With generous start-up support from the Tindall Trust, the School aims to be largely self-financing and will operate as a non-profit making trust overseen by Nicholson, the Ven Paul Taylor, Archdeacon of Sherborne, David Bruce-Payne and administrator Desmond Chaffey.
St Michael's Anton Škrabl organ replaced a worn out Hele organ built for St Mary Major, Exeter in 1907, and transferred to Lyme in 1939. The III/41 mechanical action organ arrived from the factory in Slovenia in September 2009, and the installation was completed after three-months of building and voicing.
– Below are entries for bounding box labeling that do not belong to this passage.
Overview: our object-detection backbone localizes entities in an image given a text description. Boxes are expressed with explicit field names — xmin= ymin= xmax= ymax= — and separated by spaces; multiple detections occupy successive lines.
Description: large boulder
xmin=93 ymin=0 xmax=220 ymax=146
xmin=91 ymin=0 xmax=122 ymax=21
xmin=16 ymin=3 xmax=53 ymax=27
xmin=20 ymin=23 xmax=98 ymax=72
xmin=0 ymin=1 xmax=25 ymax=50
The local community raised £300,000 towards the cost over a five-year period.
A three-day Winter Workshop which attracted 21 participants from as far afield as Cornwall and Kent last February has now been made an annual event, and the School's plans for the summer and autumn include a technical workshop offering tips on playing the organ with Richard Godfrey (11 June); promenade recitals run throughout the summer with Richard Godfrey (3 July), Alastair Simpson (trombone/organ 10 July), Paul Handscomb (17 July), Peter Dillstone (24 July); Linda Nicholson (31 July); Graham Davies (7 Aug), Polina Gerasimenko (piano - 14 Aug), Alison Davies and Alex Davies (saxophone and organ, 21 Aug); organ masterclasses include 'Stylistic Interpretation and Technique' with Anne Marsden-Thomas (8 Oct) and Liturgical Accompaniment with David Bruce-Payne (26 Nov).